Vous êtes en 1987 dans la salle de mixage et le technicien du son vous présente la nouvelle boîte de décodage Dolby Pro Logic. Ce truc transforme votre mixage stéréo — deux canaux, point — en quatre canaux d'un coup : Gauche, Droite, Centre et Surround. Pas grâce à des informations supplémentaires, mais grâce au décodage matriciel. Dolby a caché les canaux dans le signal stéréo en les codant en phase et en amplitude. Le décodeur les repêche. Génial pour les cinémas qui ne voulaient pas attendre le son magnétique 35 mm avec un vrai surround.
La technique fonctionne ainsi : les informations du Centre sont identiques dans les canaux Gauche et Droite — même phase, même amplitude. Le décodeur les soustrait des canaux individuels et dirige ce qui est commun vers le Centre. Les signaux Surround sont codés avec un déphasage — un décalage de 90 degrés. Le système les sépare automatiquement. Concrètement, cela signifie : vous mixez votre séquence d'action sur deux pistes, vous placez les dialogues et l'ambiance dans le Centre (codé), et votre explosion avec effet d'espace dans le Surround (également codé). Lors de la projection au cinéma avec un décodeur Pro Logic, les spectateurs entendent les quatre canaux — alors qu'il n'y en a que deux sur la copie du film.
Pourquoi est-ce obsolète aujourd'hui ? Premièrement : le décodage perd en séparation. La diaphonie entre les canaux est inévitable. Deuxièmement : avec DTS, Dolby Digital 5.1 et de vrais formats multicanaux, sont arrivées de véritables informations multicanales — pas de trucages matriciels. Pro Logic n'était nécessaire qu'en solution de repli, lorsque d'anciennes copies stéréo étaient projetées dans des cinémas équipés de matériel moderne. Troisièmement : les systèmes de home cinéma depuis les années 2000 privilégient les canaux discrets, pas le décodage.
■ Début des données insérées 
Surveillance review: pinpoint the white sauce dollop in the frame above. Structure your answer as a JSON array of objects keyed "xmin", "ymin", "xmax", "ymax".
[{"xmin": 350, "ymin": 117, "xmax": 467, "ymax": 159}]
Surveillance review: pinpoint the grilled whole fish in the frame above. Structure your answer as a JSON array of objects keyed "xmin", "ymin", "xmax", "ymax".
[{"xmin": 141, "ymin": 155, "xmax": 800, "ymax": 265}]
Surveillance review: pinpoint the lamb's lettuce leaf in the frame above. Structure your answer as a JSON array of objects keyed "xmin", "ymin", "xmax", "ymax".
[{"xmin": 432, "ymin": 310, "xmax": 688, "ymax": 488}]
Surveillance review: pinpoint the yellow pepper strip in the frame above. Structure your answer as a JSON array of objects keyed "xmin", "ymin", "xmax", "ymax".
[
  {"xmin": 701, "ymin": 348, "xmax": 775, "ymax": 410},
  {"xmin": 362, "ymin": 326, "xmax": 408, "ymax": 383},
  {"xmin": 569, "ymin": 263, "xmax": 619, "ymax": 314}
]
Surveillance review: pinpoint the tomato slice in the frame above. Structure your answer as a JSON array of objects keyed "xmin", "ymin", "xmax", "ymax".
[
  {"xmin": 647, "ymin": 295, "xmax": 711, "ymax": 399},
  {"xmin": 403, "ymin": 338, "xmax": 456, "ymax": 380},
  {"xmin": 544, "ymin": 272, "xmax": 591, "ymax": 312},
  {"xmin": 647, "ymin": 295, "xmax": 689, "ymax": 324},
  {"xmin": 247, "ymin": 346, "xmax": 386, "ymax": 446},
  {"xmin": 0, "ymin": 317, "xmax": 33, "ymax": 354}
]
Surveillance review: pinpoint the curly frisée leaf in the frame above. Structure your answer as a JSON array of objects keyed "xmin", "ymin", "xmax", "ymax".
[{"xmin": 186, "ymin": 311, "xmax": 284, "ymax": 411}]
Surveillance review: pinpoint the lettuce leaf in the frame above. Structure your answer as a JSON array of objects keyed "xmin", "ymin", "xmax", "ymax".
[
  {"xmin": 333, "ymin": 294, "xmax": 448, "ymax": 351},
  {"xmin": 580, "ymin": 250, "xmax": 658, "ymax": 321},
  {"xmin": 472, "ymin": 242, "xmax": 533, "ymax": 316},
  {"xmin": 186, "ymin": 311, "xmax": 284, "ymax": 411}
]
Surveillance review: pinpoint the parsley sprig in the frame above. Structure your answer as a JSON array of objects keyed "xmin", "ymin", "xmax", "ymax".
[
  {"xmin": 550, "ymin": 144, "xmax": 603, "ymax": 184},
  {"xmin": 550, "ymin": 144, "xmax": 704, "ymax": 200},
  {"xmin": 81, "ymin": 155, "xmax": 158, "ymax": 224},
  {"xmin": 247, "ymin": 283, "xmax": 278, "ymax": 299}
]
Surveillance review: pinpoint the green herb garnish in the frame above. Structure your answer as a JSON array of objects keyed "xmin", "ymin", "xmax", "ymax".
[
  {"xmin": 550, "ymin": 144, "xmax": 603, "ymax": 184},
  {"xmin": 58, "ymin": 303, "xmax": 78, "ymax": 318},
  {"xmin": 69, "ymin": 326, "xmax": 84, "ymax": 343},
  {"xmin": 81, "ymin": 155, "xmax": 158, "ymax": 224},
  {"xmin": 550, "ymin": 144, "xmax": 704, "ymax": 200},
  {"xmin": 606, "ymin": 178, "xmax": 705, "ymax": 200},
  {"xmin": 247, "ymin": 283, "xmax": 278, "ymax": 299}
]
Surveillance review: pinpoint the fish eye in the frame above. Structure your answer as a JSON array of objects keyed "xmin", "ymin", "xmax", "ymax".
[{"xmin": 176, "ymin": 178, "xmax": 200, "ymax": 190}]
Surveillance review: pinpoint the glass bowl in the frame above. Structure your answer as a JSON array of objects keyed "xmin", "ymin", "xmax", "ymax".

Vous n'avez besoin de connaître Pro Logic aujourd'hui que si vous remastérisez des tirages de cinéma d'archives ou si vous voulez comprendre pourquoi certains mixages des années 80 semblent si particuliers. Certains ingénieurs du son mixaient délibérément à l'encontre de la logique matricielle à l'époque — surrounds agressifs, phases extrêmes — parce qu'ils savaient que seulement environ 40 % des cinémas disposaient d'un décodeur Pro Logic. Le résultat : une perception directionnelle instable pour ceux qui bénéficiaient du décodage. Dolby Pro Logic était une solution de pont élégante à une période de transition — rien de plus.